After quickly establishing himself as a prospect in the Indians’ farm system, Randy was invited to play in the Arizona Fall League. The A.F.L. is the top winter ball program in the country, only available to top prospects. After throwing a hitless first inning in the A.F.L., Randy continued to dominate other top prospects, throwing seven scoreless innings in the A.F.L., including two scoreless innings in the championship game. For the entire 2007 season, Randy went 4-2, with 18 saves and a 2.51 E.R.A.

Those sound like pretty good numbers to me. Perhaps some blog readers have sabermetric models that can inform the rest of us about Newsom’s chances of making it to the major leagues?

I’m always suspicious of people who are trying to sell things, especially when they provide a lot of private information.
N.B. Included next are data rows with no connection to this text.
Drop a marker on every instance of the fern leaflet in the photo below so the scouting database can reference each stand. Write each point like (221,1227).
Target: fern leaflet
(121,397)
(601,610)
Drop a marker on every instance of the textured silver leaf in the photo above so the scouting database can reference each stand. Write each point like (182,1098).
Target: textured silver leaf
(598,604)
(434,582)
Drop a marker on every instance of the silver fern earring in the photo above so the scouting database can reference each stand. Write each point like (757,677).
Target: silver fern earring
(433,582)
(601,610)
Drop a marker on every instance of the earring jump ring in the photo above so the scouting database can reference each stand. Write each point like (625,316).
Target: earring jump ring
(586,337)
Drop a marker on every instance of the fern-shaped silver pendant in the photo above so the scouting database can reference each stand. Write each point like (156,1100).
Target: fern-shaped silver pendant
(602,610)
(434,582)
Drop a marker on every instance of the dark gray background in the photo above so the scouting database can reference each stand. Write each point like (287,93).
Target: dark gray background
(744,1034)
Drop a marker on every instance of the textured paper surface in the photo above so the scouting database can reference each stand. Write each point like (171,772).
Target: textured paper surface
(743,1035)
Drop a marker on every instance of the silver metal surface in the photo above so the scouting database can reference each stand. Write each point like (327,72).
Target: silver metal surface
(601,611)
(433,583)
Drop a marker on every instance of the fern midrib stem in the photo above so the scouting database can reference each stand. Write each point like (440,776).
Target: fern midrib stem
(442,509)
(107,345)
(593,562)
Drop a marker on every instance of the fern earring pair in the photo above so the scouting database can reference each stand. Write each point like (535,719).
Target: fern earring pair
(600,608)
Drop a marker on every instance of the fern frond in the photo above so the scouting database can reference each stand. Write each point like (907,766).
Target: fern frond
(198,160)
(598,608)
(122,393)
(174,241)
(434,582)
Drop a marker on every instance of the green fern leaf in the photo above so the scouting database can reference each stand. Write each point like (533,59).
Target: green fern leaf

What are the advantages of selling shares to the public rather than going through more traditional risk-pricing mechanisms like Lloyd’s of London? The fact that Newsom’s shares are not exactly flying off the shelves furthers my suspicions; 2,319 1,345 [additional press coverage here -Ed.] of the original 2,500 shares are still available for purchase.

On the other hand, there is a brilliance to Newsom’s strategy and what the web site RealSportsInvestments.com is trying to do generally. What they are selling is not just a flow of future earnings, but a dream. There are very few forms of investment that are also fun: owning a race horse, collecting expensive art, etc. Investors should be willing to accept a lower return on their investment in return for having fun. Selling a small share of himself probably doesn’t diminish the fun of pursuing the dream for Newsom (maybe it even enhances it because now he has an army of supporters rooting for him), but it gives him a way to charge others for living vicariously through him. Thus, there are potentially large gains to be made in allowing fans to own pieces of players.

While absent in team sports, this sort of staking relationship is common in other settings. Many high-stakes poker players are staked, with others buying a piece of their action. When professional golfers first make the P.G.A. tour, they often have backers who pay their expenses in return for a share of earnings. I even had a friend who bought a piece of a professional bowler.

Given how much time and energy millions of Americans devote to fantasy baseball and football, taking real ownership in players seems like a logical next step.

Maybe I’ll buy a few shares. After all, the guy has a submarine delivery.